The history of apples stretches back over 10 million years.
Whereas wild crab apples are native to Ireland and pre-date humans, cultivated sweet apples are derived from a species that grows in the forests of the mountain ranges of Central Asia.
A large apple believed to date from about 1000 BC has been found in excavations at Navan Fort near Armagh. Legend has it that St Patrick himself planted an apple tree at Ceangoba, an ancient settlement outside Armagh City. Old historical records tell us that monks at the Culdee Monasteries, which were established in Armagh in the 9th century, enjoyed apples as treats during festivals.
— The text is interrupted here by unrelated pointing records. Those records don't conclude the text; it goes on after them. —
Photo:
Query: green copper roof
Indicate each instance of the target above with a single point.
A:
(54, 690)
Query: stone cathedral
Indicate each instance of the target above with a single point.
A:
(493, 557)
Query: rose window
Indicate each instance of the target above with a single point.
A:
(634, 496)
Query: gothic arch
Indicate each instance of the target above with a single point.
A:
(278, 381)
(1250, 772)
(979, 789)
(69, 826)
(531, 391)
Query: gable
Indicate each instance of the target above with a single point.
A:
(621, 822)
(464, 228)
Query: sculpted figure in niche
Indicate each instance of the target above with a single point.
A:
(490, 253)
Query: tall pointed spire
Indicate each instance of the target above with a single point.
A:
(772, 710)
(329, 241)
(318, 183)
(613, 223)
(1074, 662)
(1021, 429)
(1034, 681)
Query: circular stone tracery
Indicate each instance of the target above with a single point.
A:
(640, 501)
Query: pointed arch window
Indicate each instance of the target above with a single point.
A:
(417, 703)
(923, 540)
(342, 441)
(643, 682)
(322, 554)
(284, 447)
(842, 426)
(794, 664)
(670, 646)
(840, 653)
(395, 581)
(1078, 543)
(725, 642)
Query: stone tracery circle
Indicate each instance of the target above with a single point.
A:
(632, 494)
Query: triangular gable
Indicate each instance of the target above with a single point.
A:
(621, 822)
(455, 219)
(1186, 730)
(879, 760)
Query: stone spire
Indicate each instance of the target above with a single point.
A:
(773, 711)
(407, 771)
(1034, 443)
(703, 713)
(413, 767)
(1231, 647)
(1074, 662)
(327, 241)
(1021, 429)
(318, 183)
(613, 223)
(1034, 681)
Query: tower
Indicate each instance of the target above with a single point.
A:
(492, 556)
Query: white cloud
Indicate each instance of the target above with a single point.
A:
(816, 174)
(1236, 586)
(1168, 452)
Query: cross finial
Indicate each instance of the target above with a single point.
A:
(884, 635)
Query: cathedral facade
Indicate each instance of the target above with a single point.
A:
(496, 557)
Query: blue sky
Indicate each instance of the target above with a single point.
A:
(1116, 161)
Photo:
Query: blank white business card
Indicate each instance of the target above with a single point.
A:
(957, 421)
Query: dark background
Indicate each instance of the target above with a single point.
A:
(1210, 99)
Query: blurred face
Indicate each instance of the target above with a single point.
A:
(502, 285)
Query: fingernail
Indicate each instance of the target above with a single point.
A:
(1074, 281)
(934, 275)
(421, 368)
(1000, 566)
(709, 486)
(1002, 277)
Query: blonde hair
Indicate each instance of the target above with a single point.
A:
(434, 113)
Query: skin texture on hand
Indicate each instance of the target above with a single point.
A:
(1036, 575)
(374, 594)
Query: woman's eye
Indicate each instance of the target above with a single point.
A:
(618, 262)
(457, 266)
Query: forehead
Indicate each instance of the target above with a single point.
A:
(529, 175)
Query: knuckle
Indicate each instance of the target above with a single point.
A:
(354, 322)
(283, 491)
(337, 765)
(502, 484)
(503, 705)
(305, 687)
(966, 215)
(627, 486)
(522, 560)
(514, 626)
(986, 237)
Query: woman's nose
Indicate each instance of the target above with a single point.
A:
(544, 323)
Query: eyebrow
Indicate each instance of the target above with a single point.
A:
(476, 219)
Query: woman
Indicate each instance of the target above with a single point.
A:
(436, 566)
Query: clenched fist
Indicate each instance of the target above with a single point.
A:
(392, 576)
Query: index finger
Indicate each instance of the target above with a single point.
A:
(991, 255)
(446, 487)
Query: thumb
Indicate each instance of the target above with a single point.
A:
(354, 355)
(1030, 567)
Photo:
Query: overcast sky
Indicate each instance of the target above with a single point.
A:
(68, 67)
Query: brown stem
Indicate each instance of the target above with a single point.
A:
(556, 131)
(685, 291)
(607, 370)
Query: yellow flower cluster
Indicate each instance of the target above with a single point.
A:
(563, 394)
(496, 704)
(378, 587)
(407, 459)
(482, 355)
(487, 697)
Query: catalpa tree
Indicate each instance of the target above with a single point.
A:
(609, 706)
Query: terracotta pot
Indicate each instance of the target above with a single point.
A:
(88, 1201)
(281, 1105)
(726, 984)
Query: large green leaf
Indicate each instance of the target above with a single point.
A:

By the 12th century, apple growing was widespread in County Armagh and orchard planting increased throughout the following years.
The famous Armagh Bramley apple arrived in the area in 1884 and the orchards thrive to this day.
The apple ritual has great significance with the year being dictated by the stages of the harvest – The Wassail, Blossom & the Load.
The Wassail is the wakening of the tree in the dark winter months, The Blossom celebrates the new life of Spring and the Load celebrates a plentiful harvest.
The significance of the apple has inspired many poets including Armagh born poet John Hewitt in his poem, ‘Load’,
“Tomorrow we must bring the apples in, they are big as they shall ever be; already starlings eager to begin, have tasted many a tree.”
Many apple orchards in the county are still family owned and operated, with many growing our PGA status Bramley apples for generations. Two of our most famous orchards belong to Long Meadow Cider and Armagh Cider Company.
The Armagh Rhymers regularly perform in Armagh’s orchards celebrating the Apple Wassail, Blossom and Load.